Göteborg Tourist Office
Göteborg tourist office is situated at Kungsportsplatsen. They can help you with the usual stuff: here you can get general tourist info, city maps, buy tickets and Göteborg cards etc.
They can help you find the accomodation as well - it's also possible to book in advance through their website. Look for "Göteborg Package" that includes accommodation and the Göteborg Pass that gives you free admission to museums, Liseberg amusement park and free rides with the local public transport.
Göteborg Tourist Office
SE-411 10 Göteborg, Sweden
Tel: +46 (0)31-61 25 00 (24 hr call answering service)
Fax: +46 (0)31-61 25 01
The mainstreet and the place to be in Goteborg is Avenyn, or more correctly: Kungsportsavenyn. There are mostly shops on this street such as H&M, Lindex, Wettergrens, Fotoquick, Guldfynd, Skivfyndet, Kicks and some maybe a bit posh stores. There's many bars, nightclubs and restaurants, for example Valand, Lilla London and Pir 31. If you prefer culture, there's the Lorensberg theatre, the Concert House and the Big Theatre. At the bottom of Avenyn is the Gotaplatsen with the Poseidon statue, an important symbol for the city.
It's better at Landvetter...
After landing at Landvetter I found that the "self restraint" I had been practicing just couldn't be done anylonger, so after that "välkommen puss" that we all love to receive once landed, I quickly sought out the nearest public toilet. Upon entering I noticed a woman changing her child beside the sink, and a young girl emerging from a stall. I quickly turned around to leave in embarrassement, (I am Canadian after all) then immediately noticed urinal's on the wall. So, with a shrug of my shoulders I entered one of the stalls, and did my thing. When I left, I asked my friend about this, only to be stared at with a blank look and a "ja,ja,...so?": alright, my 1st lesson in Swedish culture; public toilets are exactly that: public.
Now, my 2nd lesson in Swedish culture: A couple of days later, she took me to Göta's; a great little pub/restaurant on Mariagaten, and after a few Spendrups', I finally had to make a similar trip. So,...my cultural tip for you? (and I quote)

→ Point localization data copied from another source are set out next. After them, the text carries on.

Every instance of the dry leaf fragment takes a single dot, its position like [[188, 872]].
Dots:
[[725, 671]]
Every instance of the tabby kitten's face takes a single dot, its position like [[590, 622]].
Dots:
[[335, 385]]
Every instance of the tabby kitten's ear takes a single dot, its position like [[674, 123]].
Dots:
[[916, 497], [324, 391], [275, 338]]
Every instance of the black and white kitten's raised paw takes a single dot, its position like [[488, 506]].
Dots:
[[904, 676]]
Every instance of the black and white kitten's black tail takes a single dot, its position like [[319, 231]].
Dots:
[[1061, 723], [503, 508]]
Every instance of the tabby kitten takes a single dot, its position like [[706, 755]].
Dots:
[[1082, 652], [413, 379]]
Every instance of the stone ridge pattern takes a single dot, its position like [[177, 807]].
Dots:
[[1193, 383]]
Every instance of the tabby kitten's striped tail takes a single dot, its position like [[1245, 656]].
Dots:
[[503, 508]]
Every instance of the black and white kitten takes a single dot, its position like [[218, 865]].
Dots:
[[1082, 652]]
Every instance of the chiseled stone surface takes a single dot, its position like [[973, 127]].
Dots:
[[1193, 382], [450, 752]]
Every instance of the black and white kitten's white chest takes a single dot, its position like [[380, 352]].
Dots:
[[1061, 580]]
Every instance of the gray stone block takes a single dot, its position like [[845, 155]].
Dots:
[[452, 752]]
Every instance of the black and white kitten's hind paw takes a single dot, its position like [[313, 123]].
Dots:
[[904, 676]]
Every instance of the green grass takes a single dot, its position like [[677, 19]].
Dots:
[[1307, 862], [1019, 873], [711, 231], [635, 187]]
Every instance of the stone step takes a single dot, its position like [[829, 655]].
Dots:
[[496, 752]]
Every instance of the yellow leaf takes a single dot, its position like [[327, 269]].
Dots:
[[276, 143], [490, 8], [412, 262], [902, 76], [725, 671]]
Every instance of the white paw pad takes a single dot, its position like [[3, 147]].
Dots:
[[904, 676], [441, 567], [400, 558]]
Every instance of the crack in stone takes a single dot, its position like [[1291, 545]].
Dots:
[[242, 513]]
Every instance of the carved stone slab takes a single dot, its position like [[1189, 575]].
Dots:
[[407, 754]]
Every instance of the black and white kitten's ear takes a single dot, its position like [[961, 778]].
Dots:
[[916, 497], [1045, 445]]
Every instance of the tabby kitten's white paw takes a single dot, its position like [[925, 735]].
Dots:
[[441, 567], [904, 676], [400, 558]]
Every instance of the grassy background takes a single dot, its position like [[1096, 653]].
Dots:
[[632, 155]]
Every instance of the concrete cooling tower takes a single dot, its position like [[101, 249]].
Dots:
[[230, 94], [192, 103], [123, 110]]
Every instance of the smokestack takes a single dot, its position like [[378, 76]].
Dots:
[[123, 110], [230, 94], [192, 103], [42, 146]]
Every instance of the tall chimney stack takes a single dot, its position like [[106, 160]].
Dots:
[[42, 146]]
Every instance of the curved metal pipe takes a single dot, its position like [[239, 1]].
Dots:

"Read the damn signs on the doors!"
Not all public toilets in Göteborg are completely public.
All right,...'nuff said.
The Ullevi Stadium is the venue for a number of sporting events and pop concerts. It is also the home of football team, IFK Gothenburg.
The stadium holds 43,000 people and is the largest stadium in Sweden.
My first visit to the stadium will be on 31st March 2004 when Sweden host England in a football friendly international.
More details of whats on can be found on their website.
I wasn't sure whether to add this as an 'off the beaten path tip' or not. But while I was in Goteborg I did come down to Helsingborg and (*very* briefly) to Helsingfor in Denmark.
My friend Henrik had arranged for us to go down to Helsingborg to see a football match between Helsingborg and IFK Goteborg (see my sports tip for more information). Afterwards we went on the quick, but beautiful, ferry trip over to Helsingor and back.
The harbours of Helsingborg and Helsingor are stunning at sunest, with the orange sky and twinkling lights of each city.
Plus there is also the bonus of being able to shop duty free (chocolates, alcohol) whilst onboard the ferry.
So if you do go down to Helsingborg, take a little sunset trip on the ferry, you won't be disappointed.